After training, you can index the embeddings for your items and do a knn search with your query embeddings using the cosine similarity to return ranked items
In [8]:
proj_dim = 128
In [9]:
class DSSMRecommenderNetwork(gluon.HybridBlock):
def __init__(self, query_vocab_size, proj_dim, max_user, title_vocab_size, hidden_units, random_seed=54321, p=0.5):
super(DSSMRecommenderNetwork, self).__init__()
with self.name_scope():
# User/Query pipeline
self.user_embedding = gluon.nn.Embedding(max_user, proj_dim)
self.user_mlp = gluon.nn.Dense(hidden_units, activation="relu")
# Instead of bag of words, we use learned embeddings + stacked biLSTM average
self.query_text_embedding = gluon.nn.Embedding(query_vocab_size, proj_dim)
self.query_lstm = gluon.rnn.LSTM(hidden_units, 2, bidirectional=True)
self.query_text_mlp = gluon.nn.Dense(hidden_units, activation="relu")
self.query_dropout = gluon.nn.Dropout(p)
self.query_mlp = gluon.nn.Dense(hidden_units, activation="relu")
# Item pipeline
# Instead of bag of words, we use learned embeddings + stacked biLSTM average
self.title_embedding = gluon.nn.Embedding(title_vocab_size, proj_dim)
self.title_lstm = gluon.rnn.LSTM(hidden_units, 2, bidirectional=True)
self.title_mlp = gluon.nn.Dense(hidden_units, activation="relu")
# You could use vgg here for example
self.image_embedding = gluon.model_zoo.vision.resnet18_v2(pretrained=False).features
self.image_mlp = gluon.nn.Dense(hidden_units, activation="relu")
self.item_dropout = gluon.nn.Dropout(p)
self.item_mlp = gluon.nn.Dense(hidden_units, activation="relu")
def hybrid_forward(self, F, user, query_text, title, image):
# Query
user = self.user_embedding(user)
user = self.user_mlp(user)
query_text = self.query_text_embedding(query_text)
query_text = self.query_lstm(query_text.transpose((1,0,2)))
# average the states
query_text = query_text.mean(axis=0)
query_text = self.query_text_mlp(query_text)
query = F.concat(user, query_text)
query = self.query_dropout(query)
query = self.query_mlp(query)
# Item
title_text = self.title_embedding(title)
title_text = self.title_lstm(title_text.transpose((1,0,2)))
# average the states
title_text = title_text.mean(axis=0)
title_text = self.title_mlp(title_text)
image = self.image_embedding(image)
image = self.image_mlp(image)
item = F.concat(title_text, image)
item = self.item_dropout(item)
item = self.item_mlp(item)
# Cosine Similarity
query = query.expand_dims(axis=2)
item = item.expand_dims(axis=2)
sim = F.batch_dot(query, item, transpose_a=True) / (query.norm(axis=1) * item.norm(axis=1) + 1e-9).expand_dims(axis=2)
return sim.squeeze(axis=2)
In [10]:
network = DSSMRecommenderNetwork(
query_vocab_size,
proj_dim,
max_user,
title_vocab_size,
hidden_units
)
network.initialize(mx.init.Xavier(), ctx)
# Load pre-trained vgg16 weights
with network.name_scope():
network.image_embedding = gluon.model_zoo.vision.resnet18_v2(pretrained=True, ctx=ctx).features
It is quite hard to visualize the network since it is relatively complex but you can see the two-pronged structure, and the resnet18 branch
In [11]:
mx.viz.plot_network(network(
mx.sym.var('user'), mx.sym.var('query_text'), mx.sym.var('title'), mx.sym.var('image')),
shape={'user': (1,1), 'query_text': (1,30), 'title': (1,30), 'image': (1,3,224,224)},
node_attrs={"fixedsize":"False"})
Out[11]:
We can print the summary of the network using dummy data.

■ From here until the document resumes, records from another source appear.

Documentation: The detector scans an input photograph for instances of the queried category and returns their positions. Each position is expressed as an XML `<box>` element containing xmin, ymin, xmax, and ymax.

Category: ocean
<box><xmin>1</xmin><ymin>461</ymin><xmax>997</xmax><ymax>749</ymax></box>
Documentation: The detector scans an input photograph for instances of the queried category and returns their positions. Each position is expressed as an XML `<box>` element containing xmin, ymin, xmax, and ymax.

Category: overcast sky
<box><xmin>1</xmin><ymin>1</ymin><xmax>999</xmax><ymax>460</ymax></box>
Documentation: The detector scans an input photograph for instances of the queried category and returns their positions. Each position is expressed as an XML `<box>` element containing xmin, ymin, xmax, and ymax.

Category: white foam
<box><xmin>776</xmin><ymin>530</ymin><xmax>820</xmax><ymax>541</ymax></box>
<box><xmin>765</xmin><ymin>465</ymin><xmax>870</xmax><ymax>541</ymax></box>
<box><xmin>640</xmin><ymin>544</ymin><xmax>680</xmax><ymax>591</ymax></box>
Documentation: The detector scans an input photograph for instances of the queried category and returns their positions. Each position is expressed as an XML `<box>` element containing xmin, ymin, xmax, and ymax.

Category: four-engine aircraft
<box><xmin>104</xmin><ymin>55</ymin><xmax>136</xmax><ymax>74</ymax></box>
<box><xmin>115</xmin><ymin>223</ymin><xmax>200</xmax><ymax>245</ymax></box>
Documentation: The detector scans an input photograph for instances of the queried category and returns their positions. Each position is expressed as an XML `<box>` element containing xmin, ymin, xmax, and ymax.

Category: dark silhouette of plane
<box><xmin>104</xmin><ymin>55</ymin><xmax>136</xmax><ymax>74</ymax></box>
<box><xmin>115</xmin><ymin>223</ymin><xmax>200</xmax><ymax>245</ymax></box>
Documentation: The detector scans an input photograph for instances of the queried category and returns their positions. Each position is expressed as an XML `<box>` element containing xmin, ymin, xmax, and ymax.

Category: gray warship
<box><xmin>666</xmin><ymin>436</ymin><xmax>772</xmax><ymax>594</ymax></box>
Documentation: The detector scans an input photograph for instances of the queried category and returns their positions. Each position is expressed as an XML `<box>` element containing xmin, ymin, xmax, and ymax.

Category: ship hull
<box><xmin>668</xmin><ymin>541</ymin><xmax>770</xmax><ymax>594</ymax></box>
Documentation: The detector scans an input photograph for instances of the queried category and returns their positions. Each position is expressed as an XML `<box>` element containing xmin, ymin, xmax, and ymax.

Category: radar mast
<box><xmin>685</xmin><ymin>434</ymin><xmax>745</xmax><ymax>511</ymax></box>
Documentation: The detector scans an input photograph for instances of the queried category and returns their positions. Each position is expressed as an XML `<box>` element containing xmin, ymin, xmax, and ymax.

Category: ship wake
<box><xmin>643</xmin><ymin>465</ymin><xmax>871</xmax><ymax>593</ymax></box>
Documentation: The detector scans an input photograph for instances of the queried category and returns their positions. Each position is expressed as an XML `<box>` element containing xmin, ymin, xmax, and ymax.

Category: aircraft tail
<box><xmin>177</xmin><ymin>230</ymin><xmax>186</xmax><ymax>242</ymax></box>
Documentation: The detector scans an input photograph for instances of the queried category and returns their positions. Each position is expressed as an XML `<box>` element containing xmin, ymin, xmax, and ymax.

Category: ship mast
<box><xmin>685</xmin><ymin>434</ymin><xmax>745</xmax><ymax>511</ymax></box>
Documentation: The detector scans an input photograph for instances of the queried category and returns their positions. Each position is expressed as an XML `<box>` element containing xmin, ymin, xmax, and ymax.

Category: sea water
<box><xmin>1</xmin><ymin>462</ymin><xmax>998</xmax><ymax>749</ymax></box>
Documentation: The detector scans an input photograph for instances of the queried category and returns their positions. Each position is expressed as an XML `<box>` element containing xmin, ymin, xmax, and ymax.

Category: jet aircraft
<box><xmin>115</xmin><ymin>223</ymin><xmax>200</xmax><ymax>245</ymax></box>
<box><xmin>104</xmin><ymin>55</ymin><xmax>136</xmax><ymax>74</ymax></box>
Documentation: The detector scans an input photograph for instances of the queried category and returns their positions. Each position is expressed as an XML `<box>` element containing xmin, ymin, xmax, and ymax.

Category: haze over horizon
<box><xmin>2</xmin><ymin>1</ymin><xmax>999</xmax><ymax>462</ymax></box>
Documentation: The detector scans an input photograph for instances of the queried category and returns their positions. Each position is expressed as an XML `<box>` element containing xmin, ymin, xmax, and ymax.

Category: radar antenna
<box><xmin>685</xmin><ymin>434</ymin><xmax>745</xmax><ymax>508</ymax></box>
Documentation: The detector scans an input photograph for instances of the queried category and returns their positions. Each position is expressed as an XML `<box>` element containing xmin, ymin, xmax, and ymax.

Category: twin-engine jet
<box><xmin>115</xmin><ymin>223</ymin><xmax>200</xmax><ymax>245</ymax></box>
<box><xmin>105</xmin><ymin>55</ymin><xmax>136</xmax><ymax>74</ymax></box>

We can see it is already training on 32M parameters!
In [12]:
user = mx.nd.array([[200], [100]], ctx)
query = mx.nd.array([[10, 20, 0, 0, 0], [40, 50, 0, 0, 0]], ctx) # Example of an encoded text
title = mx.nd.array([[10, 20, 0, 0, 0], [40, 50, 0, 0, 0]], ctx) # Example of an encoded text
image = mx.nd.random.uniform(shape=(2,3, 224,224), ctx=ctx) # Example of an encoded image
network.summary(user, query, title, image)
In [13]:
network(user, query, title, image)
Out[13]:
The output is the similarity, if we wanted to train it on real data, we would need to minimize the Cosine loss, 1 - cosine_similarity.